I know that real saw maestros can reclaim a badly bent saw plate, but I do not possess the skill nor the desire to do so.  I don’t mind a teensy bit of bend in the plate, providing it is not literally creased, but a gentle level of un-planarity can be addressed easily and quickly.  There are many videos on-line to show how this is done, the best one for me is Bob Rozaieski’s video.

He’s The One With A Full Set Of Teeth.

Many years ago I was trying to identify one of the colorful local fellows to Mrs. Barn, and I was getting nowhere with my attempt.  Old guy.  White beard.  Glasses.  Baseball cap.  I was having no luck sparking her memory as that list describes 90% of the men in the region.  Then I latched on to the descriptor that prompted her memory.  “He’s the one with a full set of teeth.”  Immediately she knew who I was talking about.

That also describes what I want when buying a vintage hand saw.  All the teeth, in good condition.  It’s okay if they need sharpening, but they all gotta be there and in good overall shape.  Once you master saw sharpening it becomes quite pleasurable to do.

No Need for a Handle

The handle is of little importance to me.  If it is in nice condition and a configuration I want that’s fine.  The saw handle in this image was somehow married, and mutilated in the matchmaking, to the plate it was on when I got this saw (all the nut holes were wallowed out to somehow “fit” the holes in the plate).  What was once a very nice handle has been ruined and ready for the kindling pile.

Making a saw handle is actually a lot of fun and can be a great act of creativity using a piece of wood you want and your own hand as the template.

If a saw meets these criteria, I’m good to go provided the price is right.

Sharpening Set-up Tip

Here’s a sharpening tip I have used for the past several years.

In order to get the back-bevel secondary angle consistent and effortless, many folks use the “ruler method” and rest the back side of the blade on a metal ruler to get the back bevel/micro secondary bevel.  Since some of my machinists’ rules have different thickness, in addition to the preference for not using an actual rule since they can move during the process, I pulled out a thin brass strip from my supply box and cut and bent it to fit the stone in question.

By overbending the tips a smidge the metal strip is basically spring-loaded into place, thus the micro-bevel jig stays put during the final few strokes of sharpening.

The brass strips are available at almost any hardware or hobby store, usually for a dollar or two.  Obviously you could use any thin strip of sheet metal as well, flashing would work just fine.

Got ‘er Done

Married, that is.  Elderbarndottir and her beloved were joined in Holy Matrimony in a beautiful day of bountiful blessing on Saturday, in the worshipful company of several hundred of their friends they have met over the years.  Mrs. Barn did a fantastic job of pulling it all together vis-a-vie the reception and we were back at the house by 4.30 to collapse.  Quite a divergence from our own wedding 43 years ago, with a dozen folks in my parents living room.
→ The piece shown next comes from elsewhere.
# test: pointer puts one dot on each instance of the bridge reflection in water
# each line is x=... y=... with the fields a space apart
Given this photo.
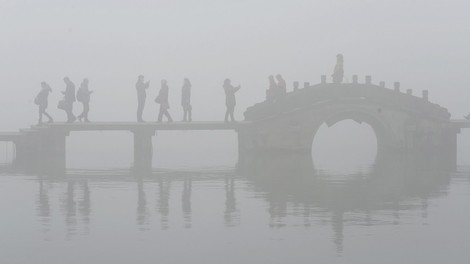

Yesterday was the first day of feeling “normal” in the aftermath, today is our Thanksgiving, and I’ll get back to woodworking today.

The best part (?) of the entire affair is that I now have two magnificent sons, neither of whom I had to navigate adolescence with.

In 46 Hours…

… Elderbarndottir will be a brand new Mrs.  We will rejoice and, likely, collapse.  It’s been a hectic fortnight, now with her house now being overrun with flowers.  The first pile o’ bouquets is cooling their heels on the back porch until they are called into the game Saturday morning.

Not a whole lot of woodworking this week.